At 6-foot-2, 272 pounds, Upshaw is a stout presence against the run who recorded 9 1/2 sacks last season for the Crimson Tide with 51 tackles, 17 for losses and one interception.
For his career, Upshaw had 140 tackles and 16 1/2 sacks.
"He plays like a junkyard dog," Ravens director of player personnel Eric DeCosta said during the NFL draft. "He has a strong punch. He's a physical, violent football player. We're excited about that."
Upshaw and Paul Kruger are slated to take over the outside linebacker spots vacated by Suggs and Jarret Johnson, who signed a $19 million contract with the San Diego Chargers.
"I'm a tough, physical player," Upshaw said. "I feel like I'm relentless and I get after the ball. I'm a playmaker. At the end of the day, I'm a football player. I love the game."
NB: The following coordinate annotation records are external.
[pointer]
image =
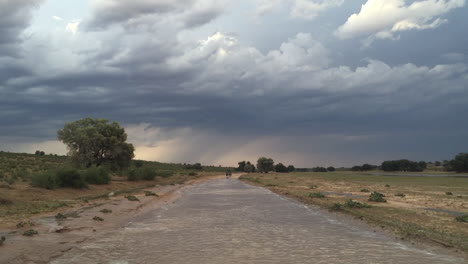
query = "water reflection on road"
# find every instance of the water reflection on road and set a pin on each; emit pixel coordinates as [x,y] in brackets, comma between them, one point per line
[226,221]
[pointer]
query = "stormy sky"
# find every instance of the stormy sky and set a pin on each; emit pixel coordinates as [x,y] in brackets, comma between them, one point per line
[306,82]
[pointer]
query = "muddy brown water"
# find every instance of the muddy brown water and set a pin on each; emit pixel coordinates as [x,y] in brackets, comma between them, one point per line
[227,221]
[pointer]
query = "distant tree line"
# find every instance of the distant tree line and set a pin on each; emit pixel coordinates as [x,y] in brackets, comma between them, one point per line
[458,164]
[264,165]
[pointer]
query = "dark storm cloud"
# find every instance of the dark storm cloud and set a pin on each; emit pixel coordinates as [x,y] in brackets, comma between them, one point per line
[220,93]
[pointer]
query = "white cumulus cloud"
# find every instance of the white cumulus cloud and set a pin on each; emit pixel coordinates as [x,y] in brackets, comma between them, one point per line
[385,18]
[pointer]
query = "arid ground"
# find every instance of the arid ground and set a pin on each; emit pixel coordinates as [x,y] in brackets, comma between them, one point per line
[209,220]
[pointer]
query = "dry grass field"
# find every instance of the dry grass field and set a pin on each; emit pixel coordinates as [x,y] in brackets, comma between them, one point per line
[420,208]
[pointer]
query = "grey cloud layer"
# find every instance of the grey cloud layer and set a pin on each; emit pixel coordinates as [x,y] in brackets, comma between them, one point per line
[137,67]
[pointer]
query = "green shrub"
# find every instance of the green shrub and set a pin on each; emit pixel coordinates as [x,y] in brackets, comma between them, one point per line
[462,218]
[70,178]
[97,218]
[353,204]
[336,207]
[45,180]
[96,176]
[60,216]
[30,232]
[132,198]
[149,193]
[377,197]
[4,201]
[316,195]
[138,163]
[167,174]
[143,173]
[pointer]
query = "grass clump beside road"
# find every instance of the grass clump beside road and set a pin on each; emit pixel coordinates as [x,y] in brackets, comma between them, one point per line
[34,184]
[377,197]
[408,217]
[462,218]
[30,232]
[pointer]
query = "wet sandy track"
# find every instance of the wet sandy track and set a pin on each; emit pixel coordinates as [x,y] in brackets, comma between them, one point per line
[226,221]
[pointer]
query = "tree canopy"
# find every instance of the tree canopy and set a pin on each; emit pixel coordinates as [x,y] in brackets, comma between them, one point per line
[93,141]
[265,164]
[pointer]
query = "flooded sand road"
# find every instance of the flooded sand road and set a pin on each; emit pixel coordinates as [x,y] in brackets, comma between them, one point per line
[227,221]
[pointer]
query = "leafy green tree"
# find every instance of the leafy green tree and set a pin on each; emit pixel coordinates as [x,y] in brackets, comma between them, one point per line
[97,142]
[241,166]
[281,168]
[264,165]
[249,167]
[460,163]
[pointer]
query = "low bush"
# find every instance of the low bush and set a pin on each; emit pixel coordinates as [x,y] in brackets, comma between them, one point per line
[316,195]
[132,198]
[149,193]
[354,204]
[30,232]
[45,180]
[97,218]
[377,197]
[60,216]
[96,176]
[4,201]
[143,173]
[462,218]
[336,207]
[167,174]
[71,178]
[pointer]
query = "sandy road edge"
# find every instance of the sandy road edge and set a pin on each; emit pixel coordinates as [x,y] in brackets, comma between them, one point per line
[59,236]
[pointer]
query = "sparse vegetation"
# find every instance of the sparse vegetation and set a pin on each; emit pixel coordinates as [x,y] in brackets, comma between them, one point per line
[60,216]
[97,142]
[405,217]
[336,207]
[377,197]
[149,193]
[4,201]
[132,198]
[354,204]
[316,195]
[462,218]
[96,175]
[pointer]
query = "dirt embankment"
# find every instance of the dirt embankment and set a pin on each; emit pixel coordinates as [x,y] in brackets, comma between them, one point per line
[81,222]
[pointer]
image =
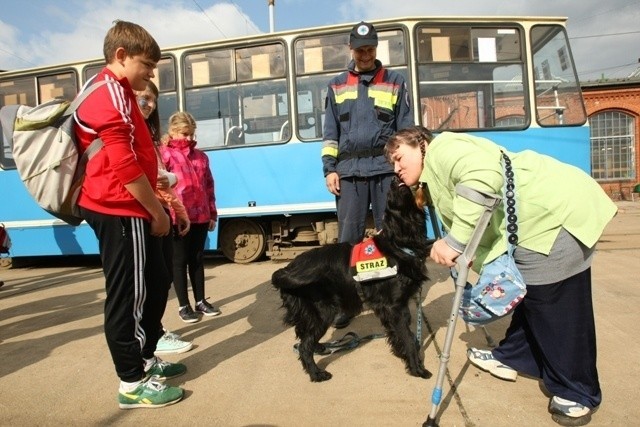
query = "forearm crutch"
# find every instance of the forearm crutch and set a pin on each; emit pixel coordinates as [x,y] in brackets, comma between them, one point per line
[464,261]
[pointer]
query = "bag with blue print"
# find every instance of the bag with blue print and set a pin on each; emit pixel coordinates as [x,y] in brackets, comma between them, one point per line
[500,287]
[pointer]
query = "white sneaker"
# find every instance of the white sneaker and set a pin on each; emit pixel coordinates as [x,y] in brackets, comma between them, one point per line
[569,413]
[171,343]
[484,360]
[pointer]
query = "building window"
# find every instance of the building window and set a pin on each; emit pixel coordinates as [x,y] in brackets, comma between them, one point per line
[612,146]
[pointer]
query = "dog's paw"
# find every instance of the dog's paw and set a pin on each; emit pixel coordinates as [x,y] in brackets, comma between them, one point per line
[422,373]
[320,376]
A former Temple star, Pierce is the frontrunner to be the primary backup to Pro Bowl running back Ray Rice.
The Ravens traded their third-round draft pick, 91st overall, and a fifth-round pick, 164th overall, to the Atlanta Falcons to move up seven spots to land Pierce.
Although Pierce will have to compete with Anthony Allen and Damien Berry, the ultra-productive 6-foot, 220-pounder is expected to win the job.
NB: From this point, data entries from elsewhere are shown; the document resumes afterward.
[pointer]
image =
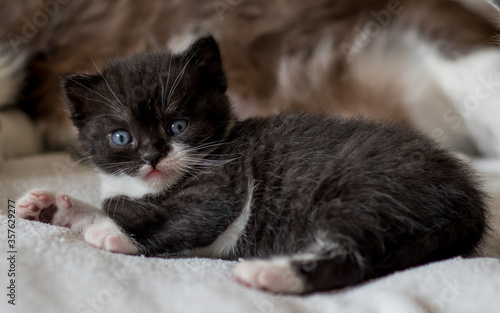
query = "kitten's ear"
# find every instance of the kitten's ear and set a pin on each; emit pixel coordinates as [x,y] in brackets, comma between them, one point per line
[77,90]
[205,53]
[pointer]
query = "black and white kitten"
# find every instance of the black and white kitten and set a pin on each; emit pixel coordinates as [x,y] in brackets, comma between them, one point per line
[312,203]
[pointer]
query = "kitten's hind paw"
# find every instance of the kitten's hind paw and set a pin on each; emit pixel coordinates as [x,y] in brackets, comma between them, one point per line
[40,205]
[275,275]
[107,236]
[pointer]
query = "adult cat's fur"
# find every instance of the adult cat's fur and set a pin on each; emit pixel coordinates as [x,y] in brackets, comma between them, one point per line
[384,59]
[326,202]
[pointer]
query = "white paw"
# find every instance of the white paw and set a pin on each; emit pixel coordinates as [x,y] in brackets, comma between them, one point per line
[40,205]
[273,275]
[107,236]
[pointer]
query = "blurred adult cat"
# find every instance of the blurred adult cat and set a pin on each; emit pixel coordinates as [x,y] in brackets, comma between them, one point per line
[410,61]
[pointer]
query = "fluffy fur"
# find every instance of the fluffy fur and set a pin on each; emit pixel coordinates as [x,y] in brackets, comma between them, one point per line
[323,202]
[376,59]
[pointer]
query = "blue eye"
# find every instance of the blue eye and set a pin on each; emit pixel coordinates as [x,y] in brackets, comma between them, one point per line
[177,127]
[121,137]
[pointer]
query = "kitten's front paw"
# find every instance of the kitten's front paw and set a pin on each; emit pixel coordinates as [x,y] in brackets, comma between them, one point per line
[270,275]
[107,236]
[40,205]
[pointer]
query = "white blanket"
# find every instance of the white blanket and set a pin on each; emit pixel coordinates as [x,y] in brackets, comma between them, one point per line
[56,271]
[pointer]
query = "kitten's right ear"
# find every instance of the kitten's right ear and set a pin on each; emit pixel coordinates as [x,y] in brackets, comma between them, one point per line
[77,90]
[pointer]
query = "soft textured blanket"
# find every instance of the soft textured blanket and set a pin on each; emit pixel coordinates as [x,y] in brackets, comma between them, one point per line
[56,271]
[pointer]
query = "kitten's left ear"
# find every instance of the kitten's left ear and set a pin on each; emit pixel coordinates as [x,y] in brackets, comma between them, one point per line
[205,53]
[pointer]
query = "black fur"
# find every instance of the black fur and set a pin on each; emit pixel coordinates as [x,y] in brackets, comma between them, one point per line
[366,199]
Pierce rushed for 3,570 career yards and 53 touchdowns, gaining 1,481 yards and scoring 27 touchdowns last season.
"He is a one-cut runner with some size," general manager Ozzie Newsome said during the NFL draft. "He runs very well behind his pads, and that's the style of running game that we're using right now."
Pierce has run the 40-yard dash in the mid 4.4 range to 4.50 seconds, but it was his tackle-breaking and downhill style that drew the Ravens' interest.
He could provide a short-yardage presence bereft from the Ravens' backfield since Ricky Williams' abrupt retirement after last season.
"If you want me to get those short yards, those fourth-and-1s, third-and-shorts, I can definitely adapt to a game plan any way you want me to," Pierce said earlier this month. "I'm a big back, and I'm not going to go down easy. I'm going to fight for every yard."
Tyson is a 6-foot-2, 315-pounder from the University of Georgia.
Drafted 236th overall, he has run the 40-yard dash in 5.05 seconds and bench pressed 225 pounds 30 times.
Streeter is a 6-foot-5, 220-pounder from the University of Miami who runs the 40-yard dash in 4.40 seconds.
As a junior last season, Streeter caught 46 passes for 811 yards and eight touchdowns. He was projected to go much higher in the draft.
"I kind of thought I would get picked in the second round or third round," Streeter told the Times in a telephone interview. "After those rounds went by, it got to the point where like, 'I know I'm going to make it out of this round.' Things weren't falling that way. I stayed next to my phone and kept watching the draft."
"It was out of my hands at that point. I believe in God and I knew I would be picked. I'm definitely excited to go to a team with such great players and great coaches. I couldn't ask for a better situation. I'm ready to get in there and get to work."